Every insurance policy you own is a promise that, if something bad occurs, the company that covers the policy will make good in one way or another in a timely fashion. If your vehicle is rear-ended, insurance adjusters (and police, when necessary) decide who was at fault and that party's insurance pays out.
But since figuring out who is financially accountable for services or repairs is typically a tedious, lengthy affair – and delay often increases the damage to the policyholder – insurance firms usually opt to pay up front and assign blame later. They then need a means to regain the costs if, once the situation is fully assessed, they weren't responsible for the expense.
Can You Give an Example?
You are in a car accident. Another car crashed into yours. The police show up to assess the situation, you exchange insurance details, and you go on your way. You have comprehensive insurance and file a repair claim. Later police tell the insurance companies that the other driver was at fault and her insurance should have paid for the repair of your car. How does your insurance company get its money back?
How Subrogation Works
This is where subrogation comes in. It is the process that an insurance company uses to claim reimbursement when it pays out a claim that turned out not to be its responsibility. Some companies have in-house property damage lawyers and personal injury attorneys, or a department dedicated to subrogation; others contract with a law firm. Normally, only you can sue for damages to your self or property.
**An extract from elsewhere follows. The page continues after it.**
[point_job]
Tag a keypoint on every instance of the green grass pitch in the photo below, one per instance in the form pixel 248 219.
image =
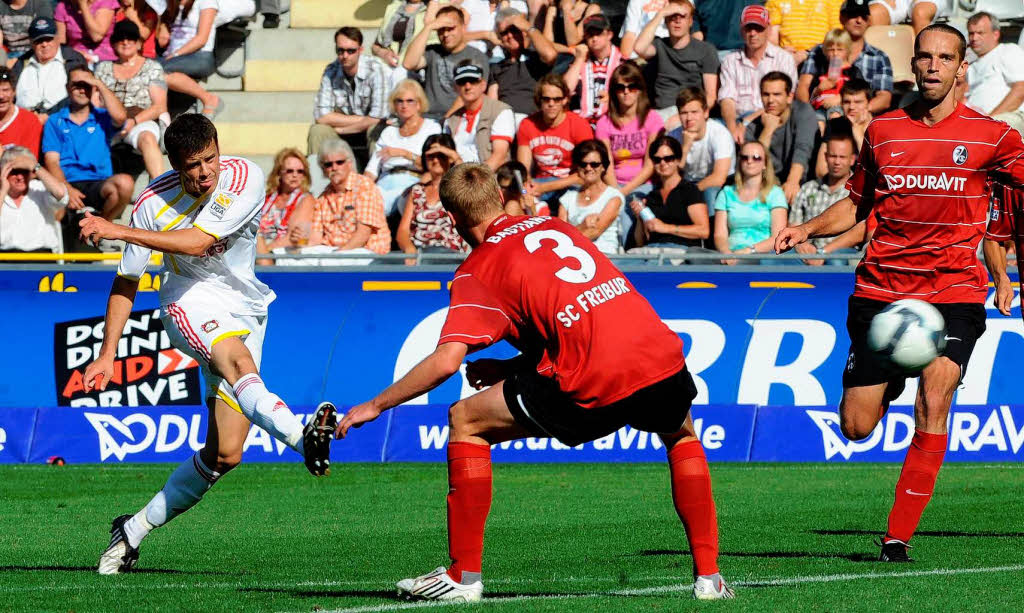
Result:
pixel 560 537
But under subrogation law, your insurance company is considered to have some of your rights in exchange for making good on the damages. It can go after the money that was originally due to you, because it has covered the amount already.
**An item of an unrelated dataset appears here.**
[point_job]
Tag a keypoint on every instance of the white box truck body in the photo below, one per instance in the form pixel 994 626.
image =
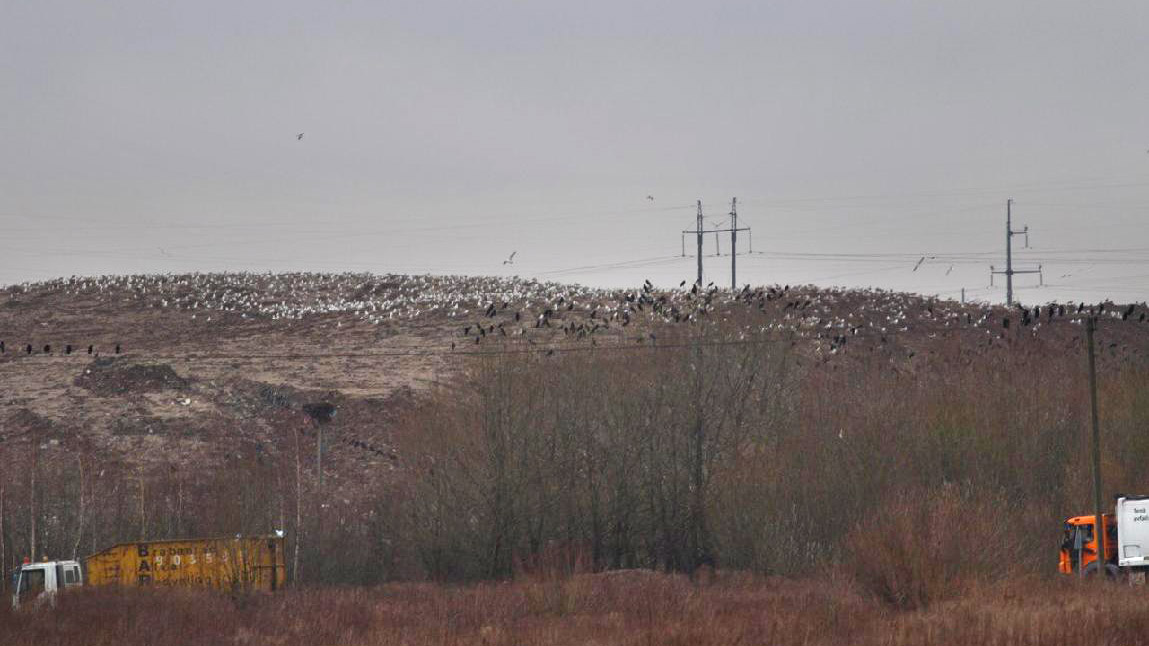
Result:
pixel 1132 531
How Does This Affect Individuals?
For a start, if you have a deductible, your insurance company wasn't the only one who had to pay. In a $10,000 accident with a $1,000 deductible, you lost some money too – to be precise, $1,000. If your insurer is unconcerned with pursuing subrogation even when it is entitled, it might opt to recover its costs by raising your premiums. On the other hand, if it knows which cases it is owed and pursues those cases efficiently, it is acting both in its own interests and in yours. If all $10,000 is recovered, you will get your full $1,000 deductible back. If it recovers half (for instance, in a case where you are found one-half at fault), you'll typically get half your deductible back, depending on your state laws.
In addition, if the total cost of an accident is over your maximum coverage amount, you may have had to pay the difference, which can be extremely spendy. If your insurance company or its property damage lawyers, such as legal counsel springville ut, successfully press a subrogation case, it will recover your costs as well as its own.
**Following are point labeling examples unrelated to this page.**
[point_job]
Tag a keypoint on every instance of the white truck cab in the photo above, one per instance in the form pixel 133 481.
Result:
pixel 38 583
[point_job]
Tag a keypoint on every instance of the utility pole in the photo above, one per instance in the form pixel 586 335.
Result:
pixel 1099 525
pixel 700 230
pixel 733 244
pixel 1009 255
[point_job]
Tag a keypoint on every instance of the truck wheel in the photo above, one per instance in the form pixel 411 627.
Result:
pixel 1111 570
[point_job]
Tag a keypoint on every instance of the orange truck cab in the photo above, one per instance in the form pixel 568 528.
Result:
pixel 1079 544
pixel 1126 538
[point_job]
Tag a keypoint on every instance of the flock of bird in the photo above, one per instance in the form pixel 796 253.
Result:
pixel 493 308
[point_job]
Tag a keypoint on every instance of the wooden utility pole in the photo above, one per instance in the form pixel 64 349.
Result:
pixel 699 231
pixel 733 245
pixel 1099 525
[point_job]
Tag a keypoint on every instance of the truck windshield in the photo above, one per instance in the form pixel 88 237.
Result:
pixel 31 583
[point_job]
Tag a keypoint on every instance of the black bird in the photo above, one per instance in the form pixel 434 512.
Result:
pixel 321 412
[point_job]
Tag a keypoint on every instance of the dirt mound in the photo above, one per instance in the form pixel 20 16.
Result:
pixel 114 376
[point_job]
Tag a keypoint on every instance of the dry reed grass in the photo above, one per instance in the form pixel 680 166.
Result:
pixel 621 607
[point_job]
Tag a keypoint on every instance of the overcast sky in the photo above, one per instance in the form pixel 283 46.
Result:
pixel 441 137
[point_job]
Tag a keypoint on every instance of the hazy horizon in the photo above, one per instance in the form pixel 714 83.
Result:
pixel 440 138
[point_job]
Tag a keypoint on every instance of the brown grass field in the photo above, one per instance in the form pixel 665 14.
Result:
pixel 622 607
All insurance agencies are not created equal. When comparing, it's worth contrasting the records of competing firms to evaluate whether they pursue winnable subrogation claims; if they do so quickly; if they keep their accountholders posted as the case continues; and if they then process successfully won reimbursements immediately so that you can get your deductible back and move on with your life. If, on the other hand, an insurance firm has a record of honoring claims that aren't its responsibility and then covering its profitability by raising your premiums, even attractive rates won't outweigh the eventual headache.